Graduation Year

2007

Document Type

Dissertation

Degree

Ph.D.

Degree Granting Department

Molecular Pharmacology and Physiology

Major Professor

Kay-Pong Yip, Ph.D.

Keywords

Calcium sparks, Paramagnetic beads, Myogenic response, Fluorescence confocal microscopy, Impedance sensing

Abstract

Integrins are transmembrane heterodimeric proteins that link extracellular matrix (ECM) to cytoskeleton and have been shown to function as mechanotransducers in non-muscle cells. Synthetic integrin-binding peptide triggers Ca2+ mobilization and contraction in vascular smooth muscle cells (VSMCs) from rat afferent arteriole, indicating that interactions between ECM and integrins modulate vascular tone. RGD, an integrin binding peptide, triggered contraction in cultured VSMCs as observed by Electric Cell-Substrate Impedance Sensing technique. To examine whether integrins transduce extracellular mechanical stress into intracellular Ca2+ signaling events in VSMCs, unidirectional mechanical force was applied to freshly isolated renal VSMCs through paramagnetic beads coated with fibronectin (FN, natural ligand of alpha5beta1 integrin in VSMCs). Pulling of fibronectin-coated beads with electromagnet triggered Ca2+ sparks, followed by global Ca2+ mobilization.

Paramagnetic beads coated with low-density lipoprotein (LDL), whose receptors are not linked to cytoskeleton, were minimally effective in triggering Ca2+ sparks and global Ca2+ mobilization. Pre-incubation with ryanodine, cytochalasin-D, or colchicine substantially reduced the occurrence of Ca2+ sparks triggered by fibronectin-coated beads. Binding of VSMCs with antibodies specific to the extracellular domains of alpha5 and beta1 integrins triggered Ca2+ sparks simulating the effects of fibronectin-coated beads. Anti-beta2- integrin antibody served as the negative control. Traction force microscopy studies showed that only the force transduced via integrins could potentially trigger cytoskeletal remodeling in cultured VSMCs. Atomic force microscopy revealed a significant increase in surface roughness in VSMCs when treated with RGD peptide though there was no difference in the maximum deflection of the force curves.
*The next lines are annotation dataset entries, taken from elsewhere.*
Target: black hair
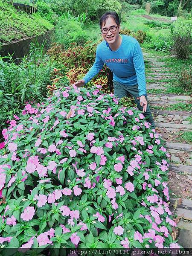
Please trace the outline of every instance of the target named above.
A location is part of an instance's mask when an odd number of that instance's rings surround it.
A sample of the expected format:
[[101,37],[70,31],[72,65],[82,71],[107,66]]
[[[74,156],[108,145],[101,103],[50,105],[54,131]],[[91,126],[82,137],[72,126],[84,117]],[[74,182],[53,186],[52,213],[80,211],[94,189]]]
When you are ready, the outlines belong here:
[[106,20],[109,17],[112,17],[115,20],[115,22],[118,26],[119,25],[119,18],[117,13],[115,12],[106,12],[103,14],[99,20],[99,26],[101,29],[103,23],[104,23],[104,26],[105,25]]

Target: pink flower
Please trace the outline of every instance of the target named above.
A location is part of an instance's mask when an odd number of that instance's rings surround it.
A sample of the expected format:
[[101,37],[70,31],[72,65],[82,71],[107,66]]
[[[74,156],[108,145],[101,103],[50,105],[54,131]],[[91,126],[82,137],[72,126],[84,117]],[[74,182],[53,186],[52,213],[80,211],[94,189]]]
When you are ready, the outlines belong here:
[[102,155],[101,156],[101,161],[100,161],[99,164],[103,166],[105,165],[107,157],[104,155]]
[[62,94],[63,94],[63,96],[65,98],[67,98],[69,96],[69,93],[65,91],[63,92]]
[[112,185],[112,181],[110,180],[107,180],[107,179],[104,179],[103,182],[103,186],[105,189],[108,189]]
[[116,182],[117,184],[118,184],[119,185],[121,185],[122,183],[122,178],[116,178],[115,179],[115,180],[116,180]]
[[147,172],[143,172],[143,176],[145,177],[145,180],[148,180],[149,179],[150,176]]
[[95,134],[92,132],[90,132],[87,135],[87,138],[88,140],[93,140],[94,139]]
[[132,167],[128,166],[128,168],[127,169],[127,172],[130,176],[133,176],[134,175],[134,173],[133,172],[133,171],[135,171],[135,170],[134,170]]
[[71,242],[74,244],[74,245],[77,245],[80,241],[80,237],[77,236],[77,232],[76,232],[73,234],[70,237]]
[[122,240],[121,241],[121,244],[122,244],[123,247],[124,248],[129,248],[129,241],[128,240],[127,237],[125,238],[125,240]]
[[80,177],[84,177],[86,175],[85,172],[84,172],[84,169],[80,169],[76,171],[77,175]]
[[35,215],[35,210],[33,207],[28,206],[24,210],[24,212],[20,215],[20,218],[23,221],[27,221],[32,220]]
[[113,230],[113,232],[116,235],[118,236],[121,236],[123,234],[124,231],[124,229],[123,229],[121,226],[117,226]]
[[77,114],[78,115],[83,115],[84,114],[85,111],[84,109],[79,109],[77,111]]
[[114,166],[114,169],[115,169],[116,172],[121,172],[123,168],[123,166],[122,164],[120,163],[118,163],[115,164]]
[[81,221],[80,221],[79,223],[77,224],[77,226],[81,226],[82,227],[80,228],[80,230],[86,230],[87,229],[87,225],[86,223],[83,223]]
[[41,139],[38,139],[38,140],[36,142],[35,144],[35,147],[38,147],[40,145],[41,142],[42,142],[41,140]]
[[75,195],[79,195],[82,192],[81,189],[79,188],[77,185],[75,186],[73,188],[73,192]]
[[109,148],[113,148],[113,144],[111,142],[107,142],[105,144],[105,147]]
[[129,181],[128,183],[126,183],[125,186],[125,187],[130,192],[132,192],[134,189],[134,186],[133,183],[131,183],[130,181]]
[[134,235],[134,239],[136,240],[138,240],[140,243],[142,243],[143,241],[142,235],[138,231],[135,232],[135,234]]
[[64,137],[64,138],[67,138],[67,137],[68,137],[68,135],[66,134],[64,131],[61,131],[59,133],[61,136],[63,136],[63,137]]
[[57,164],[54,161],[50,161],[49,162],[49,165],[47,166],[47,169],[52,171],[56,167]]
[[39,246],[52,243],[52,241],[49,240],[47,234],[45,232],[45,233],[42,233],[39,236],[38,236],[37,237],[37,240],[39,244]]
[[118,186],[116,187],[116,192],[119,192],[121,195],[123,195],[125,194],[124,189],[121,186]]
[[170,244],[169,246],[171,248],[180,248],[180,246],[177,243],[172,243]]
[[91,148],[90,152],[95,153],[98,156],[100,156],[104,153],[103,148],[102,147],[96,147],[95,146],[93,146]]
[[108,190],[106,193],[106,195],[107,195],[109,198],[115,198],[115,196],[116,195],[115,189],[113,188],[108,188]]
[[73,149],[71,149],[69,151],[70,155],[71,157],[74,157],[77,154],[77,152]]
[[60,207],[59,209],[62,212],[62,215],[63,216],[69,216],[71,211],[67,205],[62,205]]
[[65,188],[62,191],[62,192],[65,195],[71,195],[72,190],[68,188]]
[[0,149],[2,149],[4,147],[5,145],[4,142],[2,142],[1,143],[0,143]]
[[119,157],[117,158],[117,160],[120,160],[122,163],[125,163],[125,156],[122,156],[121,157]]
[[9,225],[9,226],[11,225],[15,226],[15,225],[17,224],[16,222],[15,221],[17,219],[15,218],[13,215],[12,215],[11,218],[7,218],[6,223],[7,225]]
[[50,146],[49,147],[47,151],[50,152],[54,152],[56,149],[57,148],[56,147],[56,146],[54,144],[52,144],[51,145],[50,145]]
[[8,187],[10,187],[10,186],[13,183],[13,182],[14,182],[14,181],[15,181],[15,180],[16,180],[15,176],[13,176],[11,178],[11,179],[9,180],[9,183],[8,183]]
[[129,115],[130,115],[130,116],[132,116],[132,115],[133,115],[133,112],[132,111],[132,110],[131,109],[129,109],[127,113],[128,113]]
[[53,204],[55,201],[55,195],[53,193],[52,194],[49,194],[48,198],[47,199],[47,201],[49,204]]
[[105,218],[98,212],[96,214],[93,214],[93,216],[94,217],[97,217],[98,218],[98,221],[101,221],[101,222],[105,221]]
[[118,205],[115,201],[115,198],[114,198],[112,200],[111,200],[111,202],[112,205],[112,208],[115,210],[116,210],[119,207]]
[[95,162],[92,163],[89,165],[89,167],[91,170],[94,171],[94,170],[95,170],[96,169],[96,163]]
[[11,152],[16,151],[17,148],[17,145],[14,142],[9,143],[8,144],[8,148]]

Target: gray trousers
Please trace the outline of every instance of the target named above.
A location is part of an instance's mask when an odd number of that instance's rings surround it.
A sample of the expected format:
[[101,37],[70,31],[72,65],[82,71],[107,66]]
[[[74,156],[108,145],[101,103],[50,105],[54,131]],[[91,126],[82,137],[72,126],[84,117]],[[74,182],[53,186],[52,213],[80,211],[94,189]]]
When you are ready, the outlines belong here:
[[[125,85],[118,82],[113,81],[113,87],[114,94],[119,99],[127,96],[128,93],[129,93],[134,98],[135,102],[137,104],[138,108],[140,110],[143,111],[143,107],[142,107],[140,105],[140,97],[139,95],[138,84],[136,84],[136,85],[125,86]],[[147,96],[145,98],[147,101]],[[154,129],[155,125],[148,104],[147,104],[146,112],[143,113],[143,114],[145,117],[146,121],[151,125],[151,129]]]

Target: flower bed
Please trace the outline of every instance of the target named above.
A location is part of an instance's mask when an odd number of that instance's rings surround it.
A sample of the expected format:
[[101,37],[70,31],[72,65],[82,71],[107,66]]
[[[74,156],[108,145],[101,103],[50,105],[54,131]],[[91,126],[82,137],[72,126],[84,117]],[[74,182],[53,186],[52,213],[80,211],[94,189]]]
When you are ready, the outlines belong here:
[[163,142],[140,111],[99,87],[55,91],[3,130],[6,247],[178,246]]

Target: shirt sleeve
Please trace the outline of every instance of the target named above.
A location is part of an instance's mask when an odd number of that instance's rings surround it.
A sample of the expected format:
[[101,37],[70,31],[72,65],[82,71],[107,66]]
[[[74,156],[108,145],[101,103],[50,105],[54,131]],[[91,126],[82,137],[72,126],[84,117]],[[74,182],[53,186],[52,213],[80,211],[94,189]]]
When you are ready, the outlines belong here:
[[142,51],[140,45],[137,42],[134,47],[133,62],[135,69],[138,84],[139,95],[147,95],[146,89],[145,64]]
[[95,76],[96,76],[102,69],[104,65],[104,63],[99,55],[98,52],[98,49],[97,48],[95,62],[87,74],[82,79],[85,80],[85,84],[87,84]]

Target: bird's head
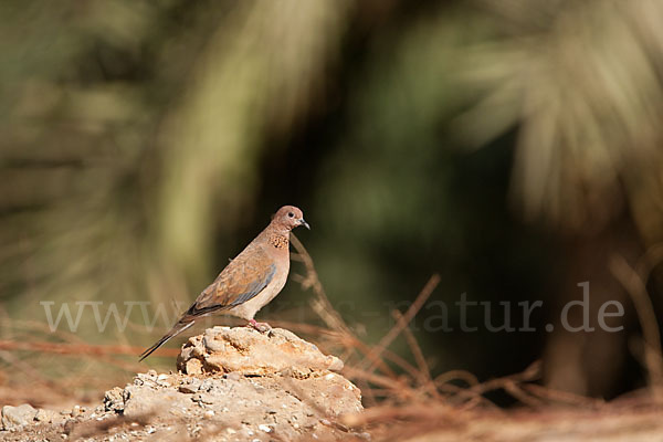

Pre-incubation of microperfused afferent arterioles with ryanodine or integrin specific binding peptide inhibited pressure-induced myogenic constriction. In conclusion, integrins transduce mechanical force into intracellular Ca2+ signaling events in renal VSMCs. Integrin-mediated mechanotransduction is probably involved in myogenic response of afferent arterioles. Thus, integrins can potentially act as sensors for myogenic response phenomenon and affect the autoregulatory mechanism in the vasculature.